Даже во времена известного противостояния Генриха IV и реформатора Римского папы Григория VII, в XI веке, когда каждое неосторожное слово могло иметь серьезные последствия для его автора, один канонист так писал о монархе: «Не следует смешивать короля с толпой мирян; ибо, помазанный елеем, причастен он к священству». Приблизительно в это же время другой автор пишет нечто аналогичное об Английском государе: «Король, помазанник Божий, не может быть назван мирянином»[1405]
.Как бы ни было печально Римским папам, но эта точка зрения нашла свое отражение и в католическом каноническом праве. В 1158 г. германский канонист Руфин утверждал, что император, над которым свершилось помазание елеем, не является в полной мере мирянином[1406]
.А в XIII веке была сделана попытка уподобить церковный статус короля статусу церковнослужителя, например, диакона. Теперь на Литургии папа христосовался с Французским королем, как с одним из кардиналов, а в конце богослужения тот подносил понтифику чашу для причащения и воду, как это обычно делают иподиаконы. Вскоре, желая окончательно покончить с сомнениями относительно сакрального статуса христианского монарха, этой традиции придали определенную форму.
И уже с конца XIV века западные короли начали понастоящему исполнять обязанности диаконов и иподиаконов.

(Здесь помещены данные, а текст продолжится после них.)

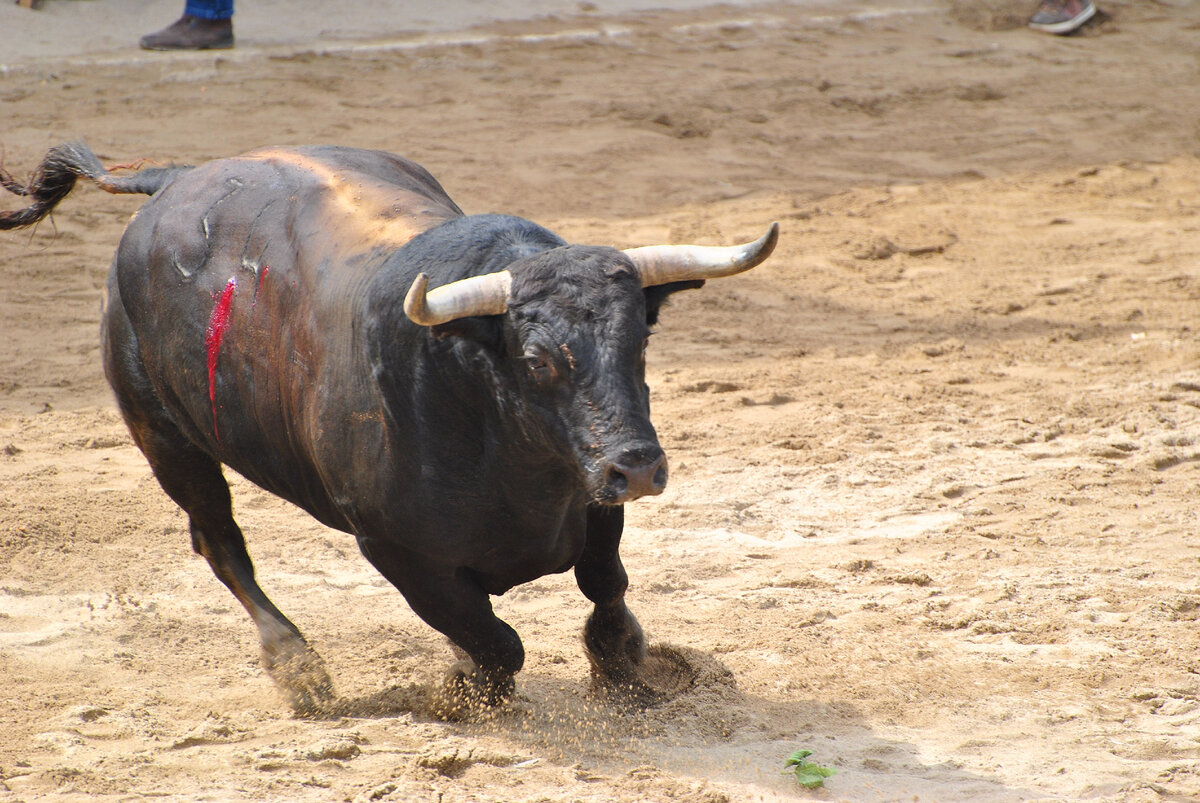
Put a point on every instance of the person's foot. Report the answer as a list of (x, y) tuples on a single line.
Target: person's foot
[(191, 34), (1062, 16)]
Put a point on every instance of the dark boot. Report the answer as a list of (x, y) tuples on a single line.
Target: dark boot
[(191, 34)]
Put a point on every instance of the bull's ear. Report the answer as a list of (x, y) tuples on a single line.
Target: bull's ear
[(484, 330), (657, 295)]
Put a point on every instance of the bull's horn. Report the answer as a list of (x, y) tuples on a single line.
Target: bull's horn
[(663, 264), (486, 294)]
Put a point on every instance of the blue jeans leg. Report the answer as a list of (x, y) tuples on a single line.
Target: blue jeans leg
[(209, 9)]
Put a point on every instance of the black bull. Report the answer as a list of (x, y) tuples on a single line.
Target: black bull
[(270, 312)]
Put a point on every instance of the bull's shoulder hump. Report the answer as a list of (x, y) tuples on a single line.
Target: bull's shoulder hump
[(373, 195)]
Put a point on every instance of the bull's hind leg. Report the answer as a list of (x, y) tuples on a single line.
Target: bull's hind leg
[(195, 481), (454, 603), (612, 636)]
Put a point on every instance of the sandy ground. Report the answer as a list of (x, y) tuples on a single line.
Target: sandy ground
[(934, 466)]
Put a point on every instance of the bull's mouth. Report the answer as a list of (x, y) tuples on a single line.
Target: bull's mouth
[(634, 474)]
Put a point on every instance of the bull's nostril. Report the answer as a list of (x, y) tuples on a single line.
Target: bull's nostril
[(618, 481), (660, 478)]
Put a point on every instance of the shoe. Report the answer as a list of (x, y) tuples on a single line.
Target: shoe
[(1062, 16), (191, 34)]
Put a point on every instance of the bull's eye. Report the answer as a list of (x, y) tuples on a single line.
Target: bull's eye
[(540, 366)]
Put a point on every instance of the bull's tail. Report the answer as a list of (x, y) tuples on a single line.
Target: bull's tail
[(57, 175)]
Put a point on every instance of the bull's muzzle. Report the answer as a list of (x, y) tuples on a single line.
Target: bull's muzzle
[(635, 473)]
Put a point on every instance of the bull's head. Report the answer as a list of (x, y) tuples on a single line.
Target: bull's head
[(575, 325)]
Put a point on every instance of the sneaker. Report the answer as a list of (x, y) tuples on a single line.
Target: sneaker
[(1062, 16), (191, 34)]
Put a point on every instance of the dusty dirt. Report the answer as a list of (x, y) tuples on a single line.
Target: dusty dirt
[(933, 510)]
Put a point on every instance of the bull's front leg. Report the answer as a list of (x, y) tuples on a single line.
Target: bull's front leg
[(454, 604), (612, 637)]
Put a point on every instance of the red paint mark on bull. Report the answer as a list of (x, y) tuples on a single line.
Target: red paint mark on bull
[(219, 322)]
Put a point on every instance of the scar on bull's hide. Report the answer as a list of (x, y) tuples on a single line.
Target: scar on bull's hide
[(246, 262), (235, 184), (219, 322), (258, 286)]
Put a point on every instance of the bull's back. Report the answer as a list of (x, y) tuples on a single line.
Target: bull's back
[(245, 281)]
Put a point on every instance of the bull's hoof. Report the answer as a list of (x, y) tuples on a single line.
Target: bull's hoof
[(663, 675), (301, 676), (466, 694)]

И хотя, в частности, Французские монархи формально никогда не были диаконами, но само одеяние, в которое они облачались после коронации, напоминало стихарь, который клирики надевают к мессе[1407]

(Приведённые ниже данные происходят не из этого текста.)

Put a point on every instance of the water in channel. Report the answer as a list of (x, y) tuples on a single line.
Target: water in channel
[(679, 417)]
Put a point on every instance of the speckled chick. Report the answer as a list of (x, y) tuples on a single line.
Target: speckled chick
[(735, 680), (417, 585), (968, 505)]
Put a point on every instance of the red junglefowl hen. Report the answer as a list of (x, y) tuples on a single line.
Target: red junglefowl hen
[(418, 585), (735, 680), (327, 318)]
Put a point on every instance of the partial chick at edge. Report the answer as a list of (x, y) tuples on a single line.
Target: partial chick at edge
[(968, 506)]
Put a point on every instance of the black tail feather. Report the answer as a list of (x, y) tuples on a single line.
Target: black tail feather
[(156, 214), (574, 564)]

. Аналогичная практика сложилась при Венском дворе, и погребальное одеяние Австрийского императора включало в себя все тот же диаконский стихарь.Позднее, когда противостояние папской и императорской власти достигло своего апогея, Рим предпринимал все меры для того, чтобы доказать отсутствие таинства в обряде миропомазания королей. Однако эта акция не вполне удалась, и помазание монарха современники воспринимали как отрешение короля от прежней мирской жизни и, следовательно, таинство перерождения.
Очень живописно и содержательно это проявлялось в процедуре помазания, принятой в Англии. Накануне обряда кандидат в монархи исполнял обряд, включающий в себя ночное бдение и ритуальное омовение. На следующее утро процедура помазания предварялась снятием мирской одежды, и лишь затем начиналось елеепомазание – рук, плечей, груди и предплечий, переносящее короля в иную плоскость бытия. Следующие затем инвеститура, коронация и интронизация знаменовали в глазах всех добрых англичан факт обретения королем исключительного состояния, в котором тот предстоит перед Богом[1408]
.Хотя короли традиционно называли (и назывались другими) «защитниками Церкви», но и они были обеспокоены слишком большой зависимостью от Апостольской кафедры. А потому очень рано начали создавать свою собственную доктрину, обосновывающую не только самостоятельный характер королевской власти, но и ее сакральность. В частности, разбирая известную доктрину «двух светил», Данте Алигьери (1265—1321) делает категоричный вывод: «Царство светское не получает от царства духовного ни бытия, ни силы, каковой является его авторитет, ни даже действенности в абсолютном значении слова. Хотя именно от него получает оно то, что позволяет ему действовать лучше посредством света благодати, каковую и на небе, и на земле изливает в него благословение верховного первосвященника»[1409]
. Наверное, последний тезис – тот минимум оглядки на Римского первосвященника, без которого размышления ученого итальянца могли бы вообще счесть за ересь. Разумеется, Данте был далеко не одинок в своих теоретических изысканиях.